E poi, immediatamente dopo, una svolta inaspettata. Se il primo brano era svincolato dalla forma canzone, il successivo "What Life Brings" rientra in un alveo di normalità, scarta dalla sperimentazione, per abbracciare una melodia uncinante e creare una ballata che fonde mirabilmente Tears For Fears, intrecci vocali che pagano debito alla west coast dei CS&N e un incredibile assolo di chitarra che si muove per territori floydiani.
"Economies of Scale" è una ballata malinconica e cupa, avvolta da spirali elettroniche nel cuore della notte, una carezza dolcissima prima della successiva tempesta sonora che prende il nome di "Impossible Tightrope", quasi undici minuti in cui convivono prog rock, psichedelia, jazz ed elettronica, un sali scendi emotivo trainato dallo straordinario drumming di Nate Wood e attraversato dalle coltellate del sassofono crimsoniano suonato da Theo Travis.
Se il focus dell’album, come dicevamo, è la totale libertà espressiva, non stupisca allora che la successiva "Rock Bottom" cambi completamente registro, spingendo l’ascoltatore nelle trame vellutate di una ballata notturna e malinconica, segnata dalla voce espressiva e leggermente roca di Ninet Tayeb (anche autrice del brano) che duetta con Wilson. La forza di questa canzone, oltre che nella melodia, risiede nell’uso delle due voci davvero molto creativo, che si incontrano, si separano, si sovrappongono, per poi lasciar spazio all’assolo di chitarra più bello dell’album (non è Wilson ma Niko Tsonev).
"Beautiful Scarecrow" è l’ennesima immersione nell’elettronica, mentre i nove minuti della title track richiamano nuovamente il prog, attraverso un arpeggio ipnagogico che evoca i Genesis in un ipnotico tintinnare, sotto il quale si gonfiano lentamente morbide stratificazioni sonore.
"Time Is Running Out" fonde mirabilmente pianoforte ed elettronica, le voci trattate e rallentate sono fascinose, la melodia suadente, il background evidentemente prog. "Actual Brutal Facts" è oscura e labirintica, i suoni di chitarra sono bellissimi, il cantato quasi rap, l’assolo schizofrenico di Dave Kollar da applausi. Chiudono i nove minuti abbondanti di "Staircase", forse il brano più wilsoniano dell’album, in cui ancora una volta il lavoro alla chitarra di Niko Tsonev è di ottima fattura, così come lo sono la performance allo stick bass di Nick Beggs e quello di moog di Adam Holzman.
The Harmony Codex è un avventuroso viaggio sonoro che potrebbe perplimere gli ascoltatori più superficiali.

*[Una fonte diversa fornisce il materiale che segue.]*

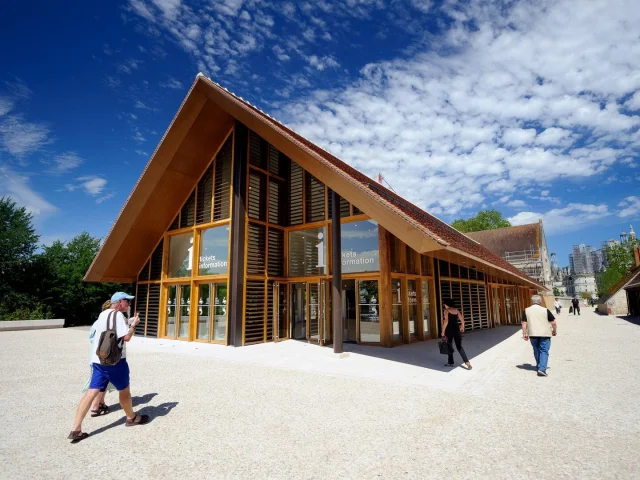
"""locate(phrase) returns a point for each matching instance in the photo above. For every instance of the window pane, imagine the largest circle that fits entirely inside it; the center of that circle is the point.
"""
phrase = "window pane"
(396, 309)
(180, 255)
(360, 247)
(220, 302)
(185, 310)
(214, 251)
(426, 312)
(307, 252)
(172, 297)
(413, 307)
(204, 310)
(369, 318)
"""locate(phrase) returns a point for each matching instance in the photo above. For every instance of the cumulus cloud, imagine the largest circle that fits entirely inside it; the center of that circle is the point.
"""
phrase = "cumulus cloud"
(575, 216)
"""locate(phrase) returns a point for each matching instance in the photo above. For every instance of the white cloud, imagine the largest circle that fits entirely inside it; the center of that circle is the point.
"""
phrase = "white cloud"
(20, 138)
(17, 187)
(630, 207)
(66, 161)
(575, 216)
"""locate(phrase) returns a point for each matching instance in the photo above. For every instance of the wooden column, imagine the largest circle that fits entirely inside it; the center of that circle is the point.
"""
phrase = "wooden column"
(336, 257)
(384, 290)
(238, 233)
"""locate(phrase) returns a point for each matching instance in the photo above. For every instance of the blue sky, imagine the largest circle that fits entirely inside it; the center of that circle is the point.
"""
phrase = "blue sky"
(532, 108)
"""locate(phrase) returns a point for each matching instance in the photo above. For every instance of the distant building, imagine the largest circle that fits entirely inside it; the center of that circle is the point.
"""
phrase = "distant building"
(523, 246)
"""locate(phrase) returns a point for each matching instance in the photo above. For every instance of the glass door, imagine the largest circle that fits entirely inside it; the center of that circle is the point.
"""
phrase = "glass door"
(279, 311)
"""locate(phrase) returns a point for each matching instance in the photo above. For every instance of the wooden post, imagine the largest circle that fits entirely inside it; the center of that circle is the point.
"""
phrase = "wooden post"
(238, 232)
(336, 256)
(384, 291)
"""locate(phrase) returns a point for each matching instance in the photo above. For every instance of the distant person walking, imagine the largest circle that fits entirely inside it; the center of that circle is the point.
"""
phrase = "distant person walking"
(538, 326)
(118, 374)
(576, 305)
(451, 331)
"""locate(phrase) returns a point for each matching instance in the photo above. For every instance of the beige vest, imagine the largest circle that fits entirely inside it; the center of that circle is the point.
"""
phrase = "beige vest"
(538, 324)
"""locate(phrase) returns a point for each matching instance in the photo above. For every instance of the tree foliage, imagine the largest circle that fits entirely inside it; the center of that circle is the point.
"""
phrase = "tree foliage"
(47, 283)
(620, 259)
(484, 220)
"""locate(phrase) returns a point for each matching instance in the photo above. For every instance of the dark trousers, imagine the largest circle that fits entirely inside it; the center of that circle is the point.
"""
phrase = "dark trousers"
(451, 336)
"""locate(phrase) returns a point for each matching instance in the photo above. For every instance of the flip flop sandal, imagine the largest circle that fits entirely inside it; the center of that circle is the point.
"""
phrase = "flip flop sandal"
(75, 437)
(138, 420)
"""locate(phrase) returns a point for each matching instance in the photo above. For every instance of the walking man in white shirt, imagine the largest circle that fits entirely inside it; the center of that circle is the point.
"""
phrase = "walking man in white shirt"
(117, 374)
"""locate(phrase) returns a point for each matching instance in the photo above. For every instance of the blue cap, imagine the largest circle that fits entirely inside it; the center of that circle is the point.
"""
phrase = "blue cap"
(121, 296)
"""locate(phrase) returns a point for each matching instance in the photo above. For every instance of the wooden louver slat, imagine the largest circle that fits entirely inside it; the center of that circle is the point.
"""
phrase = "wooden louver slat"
(153, 310)
(314, 199)
(141, 307)
(296, 186)
(257, 196)
(276, 252)
(203, 202)
(187, 214)
(256, 249)
(222, 184)
(254, 316)
(156, 262)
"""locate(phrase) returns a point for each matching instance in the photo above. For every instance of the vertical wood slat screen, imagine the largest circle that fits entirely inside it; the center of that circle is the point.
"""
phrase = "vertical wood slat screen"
(277, 202)
(257, 151)
(187, 214)
(156, 262)
(314, 193)
(153, 310)
(141, 308)
(257, 207)
(222, 184)
(276, 252)
(269, 327)
(256, 249)
(144, 273)
(204, 199)
(254, 316)
(296, 186)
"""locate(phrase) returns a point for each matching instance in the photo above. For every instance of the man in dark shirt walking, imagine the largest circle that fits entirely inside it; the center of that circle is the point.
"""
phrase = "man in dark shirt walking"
(576, 305)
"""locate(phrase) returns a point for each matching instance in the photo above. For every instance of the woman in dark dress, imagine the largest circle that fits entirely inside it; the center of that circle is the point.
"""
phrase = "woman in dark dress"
(451, 329)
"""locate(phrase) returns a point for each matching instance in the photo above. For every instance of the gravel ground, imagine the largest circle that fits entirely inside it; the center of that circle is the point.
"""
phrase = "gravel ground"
(215, 418)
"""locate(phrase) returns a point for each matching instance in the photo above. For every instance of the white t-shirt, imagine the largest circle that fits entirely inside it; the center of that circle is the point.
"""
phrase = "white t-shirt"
(100, 326)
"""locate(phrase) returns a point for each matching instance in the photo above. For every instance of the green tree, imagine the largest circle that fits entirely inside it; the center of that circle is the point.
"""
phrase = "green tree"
(484, 220)
(19, 266)
(620, 259)
(69, 297)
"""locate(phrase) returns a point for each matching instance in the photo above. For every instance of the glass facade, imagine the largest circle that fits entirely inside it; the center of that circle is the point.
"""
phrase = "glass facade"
(360, 247)
(214, 251)
(369, 311)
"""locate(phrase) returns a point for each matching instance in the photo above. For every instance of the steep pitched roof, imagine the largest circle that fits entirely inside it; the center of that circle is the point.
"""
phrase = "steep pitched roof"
(437, 235)
(620, 284)
(509, 239)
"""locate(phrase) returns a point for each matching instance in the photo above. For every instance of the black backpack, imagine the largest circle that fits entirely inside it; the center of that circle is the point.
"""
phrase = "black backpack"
(108, 351)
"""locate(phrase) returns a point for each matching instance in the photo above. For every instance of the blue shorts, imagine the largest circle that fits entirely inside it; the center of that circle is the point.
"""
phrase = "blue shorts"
(117, 374)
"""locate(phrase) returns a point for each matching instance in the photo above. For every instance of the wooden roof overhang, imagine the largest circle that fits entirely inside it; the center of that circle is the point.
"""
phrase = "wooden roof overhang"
(204, 119)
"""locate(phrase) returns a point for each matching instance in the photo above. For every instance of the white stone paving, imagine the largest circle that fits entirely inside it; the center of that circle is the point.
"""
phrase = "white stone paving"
(294, 410)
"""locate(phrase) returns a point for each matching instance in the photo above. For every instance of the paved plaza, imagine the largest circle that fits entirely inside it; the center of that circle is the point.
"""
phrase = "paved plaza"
(294, 410)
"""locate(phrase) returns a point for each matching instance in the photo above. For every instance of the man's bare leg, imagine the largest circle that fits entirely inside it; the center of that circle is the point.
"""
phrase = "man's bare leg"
(127, 403)
(83, 408)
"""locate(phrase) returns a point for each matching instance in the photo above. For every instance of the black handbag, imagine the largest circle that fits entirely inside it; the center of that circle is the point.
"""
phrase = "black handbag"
(445, 348)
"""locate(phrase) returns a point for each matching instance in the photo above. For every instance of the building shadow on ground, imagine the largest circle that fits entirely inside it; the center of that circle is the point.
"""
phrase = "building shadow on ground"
(427, 354)
(153, 412)
(635, 320)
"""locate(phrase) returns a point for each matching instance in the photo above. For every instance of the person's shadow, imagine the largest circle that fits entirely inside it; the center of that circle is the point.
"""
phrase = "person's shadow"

Durante questo viaggio, infatti, si ascoltano molti musicisti, molti suoni, voci e trame complesse e diverse tra loro, e si toccano territori inaspettati, a cui i fan dei Porcupine Tree non sono propriamente adusi. Ma i ripetuti ascolti permettono di approfondire e capire, di cogliere il genio di un artista che rifugge a ogni catalogazione e sa essere interessante ed emozionare qualunque cosa faccia.